Скачков с интересом посмотрел на дневального. Впервые человек, который сидел в колонии, так раскрывался перед ним. Начальник отряда старался не потерять нить разговора и одновременно пытался понять, к чему клонит дневальный, где тут подвох.
– Я же первый раз сижу, Николаич, – продолжил дневальный.
– Не может быть. «Первоходы» у нас не сидят.

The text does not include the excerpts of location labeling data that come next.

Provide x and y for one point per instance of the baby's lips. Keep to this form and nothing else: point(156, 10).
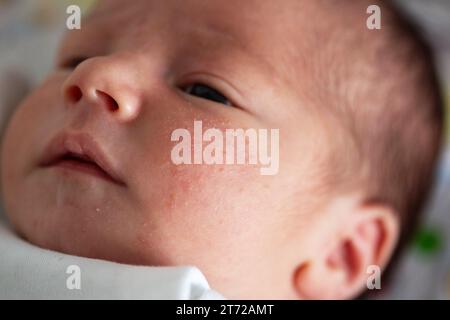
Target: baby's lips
point(81, 146)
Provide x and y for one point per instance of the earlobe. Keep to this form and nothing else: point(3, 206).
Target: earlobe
point(366, 237)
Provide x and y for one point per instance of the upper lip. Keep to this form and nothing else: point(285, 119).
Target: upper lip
point(81, 146)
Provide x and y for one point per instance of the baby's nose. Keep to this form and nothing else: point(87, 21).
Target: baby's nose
point(106, 82)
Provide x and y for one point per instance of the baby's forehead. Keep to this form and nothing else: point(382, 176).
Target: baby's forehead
point(287, 39)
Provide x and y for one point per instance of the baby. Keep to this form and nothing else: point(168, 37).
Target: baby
point(86, 159)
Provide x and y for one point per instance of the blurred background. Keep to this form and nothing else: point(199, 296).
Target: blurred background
point(29, 32)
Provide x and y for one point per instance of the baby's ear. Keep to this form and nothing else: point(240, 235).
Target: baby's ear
point(363, 236)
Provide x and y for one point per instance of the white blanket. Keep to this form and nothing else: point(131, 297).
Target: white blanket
point(29, 272)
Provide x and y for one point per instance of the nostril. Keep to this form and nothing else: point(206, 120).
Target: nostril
point(74, 94)
point(107, 100)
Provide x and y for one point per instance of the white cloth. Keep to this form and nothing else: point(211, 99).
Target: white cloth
point(29, 272)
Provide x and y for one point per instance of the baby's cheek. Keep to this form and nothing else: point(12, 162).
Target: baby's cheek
point(212, 209)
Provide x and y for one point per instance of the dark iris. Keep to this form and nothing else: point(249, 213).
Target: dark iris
point(206, 92)
point(73, 62)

– Судимость вторая, – пояснил Иванов. – Мне условно давали, а потом я человека убил. Я плохой был человек. Я думал, что я самый лучший, самый умный. Мы тогда, если бы захотели, могли бы города брать. Представь, что у тебя друзей не пять, не десять, а десять тысяч! Конечно, я был плохим человеком.
– Что значит «плохим»?
– Я ногу гаишнику прострелил. Он меня остановил, я ему взятку дал, а он взял. Я ему ногу прострелил. Ты же должен меня оштрафовать, а ты деньги берёшь, говорю ему. А он: у меня семья, дети, не убивай. – Зэк вытащил из кармана пачку, достал сигарету, покрутил в руках и спрятал обратно. – А один раз я четыре часа битой бил троих коммерсов, а одному ухо отрезал, потому что они детям шоколадку не дали. А дети были бездомные, голодные.
Глаза у Серого блестели.
– А сколько у меня женщин было! – Он вскочил со стула и в волнении заходил по кабинету. – Тому, кто создан для игры, всегда хорошо в женском обществе. Женщины – благодарная публика. Они многое готовы терпеть, если ты умеешь зажигать огонь восхищения в их глазах.
– Ты с чего разоткровенничался? – прищурился Скачков.
– А не знаю, – наклонившись к нему, ответил дневальный и снова зашагал по кабинету. – Хочу так сегодня. Карты под стол, стволы на стол! Должен же я хоть с кем-то раз за срок начистоту поговорить! Без оглядки! Как с психологом или с психиатром, в моём случае. Может, это из-за бумажки этой. – Задумавшись, он медленно присел обратно к столу.
– Знаешь, в чём наша разница, Серый? – задумчиво сказал начальник отряда. – В том, что у меня есть идеалы, а ты свои давно потерял. Ещё тогда. Посмотри на себя. Ты же разочаровавшийся романтик. Циничный романтик. Хочешь, чтобы людям было хорошо, молодец. Но методы-то… – Теперь уже старлей уставился в глаза дневальному. – Я верю в добро. Просто так верю. Мне для этого не нужно никому уши отрезать. Мне даже не нужно ненавидеть вас, осуждённых: бандитов, убийц, насильников, людоедов, воров… Добро есть. Для этого ничего не нужно делать. Нужно просто это знать. Знать и поступать по совести.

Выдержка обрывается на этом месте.